Max Sarmiento (MFA Fine Arts) paints stories that explore and contextualize his own Ecuadorian roots, as well as the immigrant cultures and histories of those in his New York City neighborhood.
Zac Thompson (MFA Fine Arts) examines romantic love, heteronormativity and the institution of marriage through collage, site-specific charcoal drawings, sculpture and Risograph prints.
S. von Puttkammer (BFA Fine Arts) shares selections from the project “Dear Gustave,” a fictional narrative of a mother who paints her child in the style of Courbet as he grows up without his father.
Hanna Washburn (MFA Fine Arts) creates work made entirely from clothing, mostly her own, which she uses to investigate cultural constructions of femininity and the female body.
Dodo Zhang (MFA Photography, Video and Related Media) questions what it means to be an Asian woman by constructing and photographing hyper-sexualized characters that both push and pull against notions of traditional beauty and femininity.

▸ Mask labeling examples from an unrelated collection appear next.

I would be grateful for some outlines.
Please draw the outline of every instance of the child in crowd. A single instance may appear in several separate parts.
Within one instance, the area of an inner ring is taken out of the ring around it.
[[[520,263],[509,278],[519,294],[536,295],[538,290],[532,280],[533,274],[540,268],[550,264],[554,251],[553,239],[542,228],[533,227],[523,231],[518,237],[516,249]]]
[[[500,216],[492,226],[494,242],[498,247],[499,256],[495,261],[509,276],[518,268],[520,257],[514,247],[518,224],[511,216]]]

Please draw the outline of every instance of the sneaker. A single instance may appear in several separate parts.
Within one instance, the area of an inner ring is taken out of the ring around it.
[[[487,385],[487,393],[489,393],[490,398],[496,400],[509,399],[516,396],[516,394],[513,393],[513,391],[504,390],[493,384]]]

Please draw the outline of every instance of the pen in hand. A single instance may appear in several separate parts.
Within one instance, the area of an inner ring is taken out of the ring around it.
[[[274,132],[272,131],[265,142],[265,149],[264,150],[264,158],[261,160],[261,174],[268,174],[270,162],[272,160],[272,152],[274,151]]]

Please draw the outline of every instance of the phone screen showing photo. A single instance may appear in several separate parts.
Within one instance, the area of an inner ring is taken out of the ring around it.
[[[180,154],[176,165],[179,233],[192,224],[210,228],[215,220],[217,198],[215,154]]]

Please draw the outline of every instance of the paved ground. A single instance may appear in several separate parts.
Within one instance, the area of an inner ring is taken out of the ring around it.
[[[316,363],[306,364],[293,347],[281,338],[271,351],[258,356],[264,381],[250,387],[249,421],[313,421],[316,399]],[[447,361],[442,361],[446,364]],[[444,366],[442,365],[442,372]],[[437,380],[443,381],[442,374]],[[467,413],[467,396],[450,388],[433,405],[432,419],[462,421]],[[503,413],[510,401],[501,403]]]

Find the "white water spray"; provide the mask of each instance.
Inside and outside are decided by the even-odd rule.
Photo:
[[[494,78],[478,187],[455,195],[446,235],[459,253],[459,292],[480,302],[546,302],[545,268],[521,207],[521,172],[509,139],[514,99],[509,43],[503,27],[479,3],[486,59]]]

Fan Zhang (MPS Digital Photography) uses self-portraiture to symbolically represent conflict between her dreams and destiny, between the pressures to conform to tradition by friends and family in her native Beijing and her own independence.
Jo Zixuan Zhou (BFA Illustration) communicates feelings of depression through emotive drawings and paintings, sharing her own struggles with mental health while being an artist.
Juried exhibitions are a way for SVA students to recognize the achievements of their most distinguished classmates. Artists are selected from a large pool of applicants to the annual SVA Galleries call for entries, whose submissions undergo a rigorous examination of presented materials, including documentation of work and artist statements.